Fig. 2 Causal graph after causal discovery. Size acts as a common cause of both McCabe and Defect, making it a confounder when estimating the effect of McCabe on Defect.
Estimate and Refutation
To estimate the causal effect of Size on Defect occurrence, Size was first standardized and used as the treatment feature in a DoWhy causal model. Because Size is modeled as an upstream driver in the causal graph, and no features act as common causes of both Size and Defect, no additional confounders are required for this estimation. McCabe is treated as a mediator on the causal pathway rather than a confounder, so adjusting its effects would block part of the total causal effect of Size. The effect was estimated through a generalized linear model with a binomial family, equivalent to logistic regression for a binary outcome. The estimate step quantifies how one standard deviation increase in Size changes the log odds of observing a Defect. The mean estimate is 0.055, which translates to an increase of 0.50% in the probability of a defect.
The refutation step then evaluates the robustness of this estimate. The random common cause refuter introduces an unrelated synthetic feature to test whether the estimate is sensitive to irrelevant covariates; a large p-value suggests stability. In contrast, the placebo treatment refuter permutes the treatment feature, deliberately breaking any real relationship between Size and Defect. If the estimated effect collapses under permutation, this indicates that the original estimate was capturing a genuine signal rather than random noise.

Fig. 3 The p-values obtained from both refutation methods (random common cause and placebo treatment) are high. Therefore, we fail to reject the null hypothesis that the original estimate is equal to the refuted estimate, suggesting that the causal estimate is robust to these refutation tests.

Fig. 4 The kernel density estimate (KDE) for Size shows a substantial overlap between defective and non-defective modules, particularly around the peak region. This indicates that while Size influences defect probability, it does not strongly separate the two classes.
Intrinsic Causal Influence
Intrinsic Causal Influence (ICI) quantifies how much variability in the target node is driven by causal features. In the causal graph, Size influences McCabe, and both feed into Defect. The ICI decomposition shows that 15% of the variance in Defect is attributable to Size, 5% to McCabe, and the remaining 80% to Defect itself. The correlation matrix and KDE plot support this, as Defect is not highly correlated with any other feature. This also aligns with the causal graph. Once Size explains most of the structural variation, McCabe contributes little independent variability to Defect.
ICI relies on Shapley value-based contributions. However, when features are highly multicollinear, as in the case of Size and McCabe, Shapley attribution can struggle to cleanly separate their effects because both features explain nearly the same variation. In such settings, ICI may divide influence based on model behavior rather than true independent causal contribution, reflecting limitations in identifiability.

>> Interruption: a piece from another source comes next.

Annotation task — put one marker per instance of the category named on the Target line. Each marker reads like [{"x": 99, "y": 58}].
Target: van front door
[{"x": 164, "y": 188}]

Fig. 5 Intrinsic causal influence for Defect target feature. 80% of the variance is explained by Defect standalone variance and 15% by Size.
Conclusion
This case study demonstrates how causal inference complements traditional predictive analysis. While size-related metrics show measurable causal influence on software defects, most variation remains unexplained, reflecting the complex and socio-technical nature of software quality. Causal discovery, confounder identification, effect estimation, refutation, and intrinsic causal influence together provide a structured framework for causal analysis. This enables more reliable, interpretable, and accountable AI-driven decision making, reinforcing the principles introduced in Part 1.